Perjalanan imannya adalah perjalanan yang jauh. Tahun 1963 setamat
Sekolah Theologi Jakarta ia melanjutkan pendidikannya ke International
Christian University di Tokyo. Ia kemudian bekerja sebagai peneliti naskah di
salah satu penerbitan tertua dunia, British and Foreign Bible Society. Kemudian
ia pindah bekerja menjadi salah seorang Sales Assistant Svenska Pressbyran,
Swedia (1972-1974). Ia juga pernah bekerja selama 3 tahun sebagai editor di
Yayasan Obor Indonesia, membantu Mochtar Lubis. Pengalamannya berkeliling
berbagai negara membuat ia menguasai setidaknya 10 bahasa asing termasuk
bahasa Yunani dan Ibrani. Marianne Katoppo yang sering dipanggil Jettie di
antara teman dan keluarganya juga adalah anggota pendiri dan mantan
Koordinator Eucumenical Association of Third World Theologians (EATWOT)
Indonesia (1982), pendiri Forum Demokrasi bersama Gus Dur dkk (1991),
Kelompok Hapus Hukuman Mati (HATI) (1980), dan International Council World
Conference for Religion and Peace (1989-1994).
Teman-temannya bukan saja dari kalangan Protestan, tetapi Katolik dan
Ortodoks, kalangan Islam, Hindu, Buddha, Khonghucu, Sikh.
Karyanya menunjukkan iman tidak beku sebagai hal yang melulu
eksklusif, individualis, tapi cair jadi hal yang ditunjukkan pada orang banyak
dan diperjuangkan. Dalam sosoknya yang bebas ia menunjukkan sosok Tuhan
yang mampu bikin tunduk dalam kemerdekaan kita.

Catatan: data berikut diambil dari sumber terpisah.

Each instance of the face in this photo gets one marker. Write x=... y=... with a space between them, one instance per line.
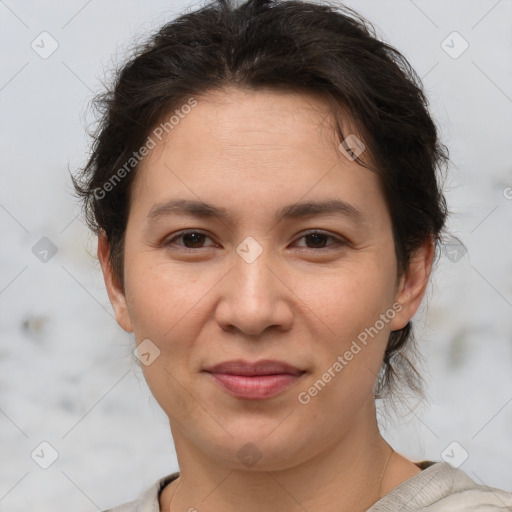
x=256 y=276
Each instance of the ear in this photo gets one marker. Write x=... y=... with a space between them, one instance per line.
x=114 y=289
x=413 y=284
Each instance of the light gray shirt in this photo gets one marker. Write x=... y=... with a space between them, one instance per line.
x=438 y=488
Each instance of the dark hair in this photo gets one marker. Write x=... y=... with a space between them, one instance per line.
x=292 y=46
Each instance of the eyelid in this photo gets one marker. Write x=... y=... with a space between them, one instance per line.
x=339 y=240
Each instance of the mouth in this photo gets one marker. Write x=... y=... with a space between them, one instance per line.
x=255 y=381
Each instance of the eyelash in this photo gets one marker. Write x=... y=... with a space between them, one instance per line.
x=339 y=241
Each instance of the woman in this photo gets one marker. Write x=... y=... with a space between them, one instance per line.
x=265 y=193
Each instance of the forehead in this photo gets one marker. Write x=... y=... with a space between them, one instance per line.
x=254 y=147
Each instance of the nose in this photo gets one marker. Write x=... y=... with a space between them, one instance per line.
x=254 y=296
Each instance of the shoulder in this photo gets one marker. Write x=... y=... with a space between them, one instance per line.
x=148 y=501
x=442 y=488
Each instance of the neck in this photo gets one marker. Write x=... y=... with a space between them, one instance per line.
x=348 y=475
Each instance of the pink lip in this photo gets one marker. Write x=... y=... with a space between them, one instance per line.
x=255 y=381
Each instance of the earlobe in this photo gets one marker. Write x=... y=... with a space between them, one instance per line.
x=413 y=284
x=114 y=289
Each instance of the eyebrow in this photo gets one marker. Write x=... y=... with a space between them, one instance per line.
x=292 y=211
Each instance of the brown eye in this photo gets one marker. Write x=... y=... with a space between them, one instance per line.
x=191 y=239
x=318 y=239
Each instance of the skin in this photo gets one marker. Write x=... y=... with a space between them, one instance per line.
x=302 y=301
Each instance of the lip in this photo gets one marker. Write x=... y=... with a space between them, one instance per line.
x=255 y=381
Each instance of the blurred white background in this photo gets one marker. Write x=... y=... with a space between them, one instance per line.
x=67 y=375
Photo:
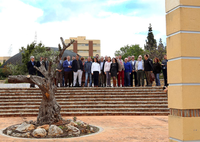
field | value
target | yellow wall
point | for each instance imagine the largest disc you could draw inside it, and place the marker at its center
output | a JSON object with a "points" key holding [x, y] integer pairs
{"points": [[4, 58], [183, 41]]}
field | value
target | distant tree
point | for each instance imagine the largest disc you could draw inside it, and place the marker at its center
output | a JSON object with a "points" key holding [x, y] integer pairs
{"points": [[127, 50], [161, 50], [151, 47], [151, 43], [31, 49]]}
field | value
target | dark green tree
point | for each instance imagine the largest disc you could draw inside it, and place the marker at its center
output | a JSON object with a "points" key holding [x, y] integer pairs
{"points": [[127, 50], [161, 51], [151, 43], [31, 49], [151, 47]]}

Keterlibatannya pada pergumulan pluralisme dan multikulturalisme
adalah sejalan dengan teologi pembebasannya: teologi perempuan. Berangkat
dari pilihan ini ia menyerukan agar konsep Imago Dei diterjemahkan dalam
perjuangan untuk mencapai kondisi manusia yang penuh, utuh, Liberation
Theology Toward Full Humanity. Ia menyeru agar iman dibawa dan
diimplementasikan dalam dunia, hidup sehari-hari, dalam karya untuk
kemanusiaan yang penuh.
Semoga, dalam kondisi telah mencapai ”live life to the fullest” inilah
beliau dipanggil oleh Tete manis sehingga ia tergolong dalam kelompok orang
yang dapat menyanyikan puisi (saya lupa penulisnya) ”segalanya telah
dibersihkan, meja telah siap, biarlah malam datang”.